Intricate calligraphy and rich ornamentation made these Qurans — which come almost exclusively from the Museum of Turkish and Islamic Arts in Istanbul — cherished possessions of some of the most powerful people of the Muslim world. Each comes with a rich story of those who commissioned it, copied it, entombed it, or preserved it.
Many were offered as gifts to forge military and political alliances.
Essentially though, Qurans are religious objects, the word of God that Muslims believe was transmitted through the Angel Gabriel, to the Prophet Muhammad, in the seventh century, when Islam was founded. Details within the text, and on the margins of the parchment, convey the pronunciation of words and the cadence of the verses.
Intricate ornamentation — geometric illuminations in gold, azure, and other brilliant colors — beautify the pages, but also serve a function, said Simon Rettig, assistant curator of Islamic art at the Sackler.
“They help the readers locate him or herself within the Quranic text. They tell you when you have to prostrate yourself,” he said, pointing to a complex geometric emblem in an early 14th-century manuscript by Abdallah al-Sayrafi, a master calligrapher who worked in Tabriz, a historical capital of Iran.
Al-Sayrafi was trained in six Arabic scripts, and uses three — sometimes writing in gold, sometimes in black — in one of Rettig’s favorite Qurans in the exhibit. His illuminations look like multicolored sunbursts and gilded foliage blossoms.
The exhibit, on two floors of the Sackler, also aims to explain the Quran as scripture meant to be heard. Written down shortly after the founding of Islam, the Quran is verses to chant.

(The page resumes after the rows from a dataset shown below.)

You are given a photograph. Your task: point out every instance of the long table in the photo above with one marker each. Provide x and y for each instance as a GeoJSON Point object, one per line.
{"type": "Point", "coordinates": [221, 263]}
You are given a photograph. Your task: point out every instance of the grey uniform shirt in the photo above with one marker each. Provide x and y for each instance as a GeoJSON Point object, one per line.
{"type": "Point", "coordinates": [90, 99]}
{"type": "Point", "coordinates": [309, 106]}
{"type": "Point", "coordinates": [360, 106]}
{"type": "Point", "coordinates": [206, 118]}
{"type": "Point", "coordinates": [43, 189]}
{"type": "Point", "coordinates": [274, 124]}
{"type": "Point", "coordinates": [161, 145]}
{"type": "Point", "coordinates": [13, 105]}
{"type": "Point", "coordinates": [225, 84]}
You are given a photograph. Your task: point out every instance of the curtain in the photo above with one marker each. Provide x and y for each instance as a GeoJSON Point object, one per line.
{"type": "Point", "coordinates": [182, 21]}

“Calligraphy is a way to capture the beauty of the orality,” said Massumeh Farhad, chief curator at the Sackler and Freer galleries, which form the Smithsonian’s Asian art collections and exhibits.
Scholars don’t know exactly how scribes wrote Qurans centuries ago. Farhad said it’s possible they would inscribe verses as they were recited, each showing reverence through his skill and style.
“That’s why the work of Yaqut is considered so supreme,” Farhad added, referring to the 13th-century master scribe who worked in Baghdad for the last caliph of the Abbasid dynasty. “It has this sort of lightness. It seems to float on the page.”
The exhibit is not intended as commentary on today’s politics, its organizers said. Work started on the project six years ago, before sharp rises in Islamophobic rhetoric and violence in the U.S. and Europe, and before Muslim immigration and culture became a flashpoint in American and European politics.
But the Smithsonian is not sorry for the timing, and hopes the exhibit can help quell fears of Islam and its followers.
“The Art of the Qur’an” comes at “a difficult moment” in world affairs, said Raby, who said it may lead some to “reflect on their own assumptions.”
As the exhibit makes clear, Muslims refer to Jews and Christians as “ahl al-kitab” — people of the book. The curators show how the Quran, the Torah, and the Christian Bible share variations of the same stories, and the same prophets’ teachings. One Quran at the Sackler is turned to a sura, or chapter, that explains:
“Step by step, He has sent the Scripture down to you [Prophet] with the Truth, confirming what went before: He sent down the Torah and the Gospel earlier as a guide for people, and He has sent down the distinction [between right and wrong].”
The Turkish multinational Koc Holdings is the principal sponsor of “The Art of the Qur’an: Treasures from the Museum of Turkish and Islamic Arts.”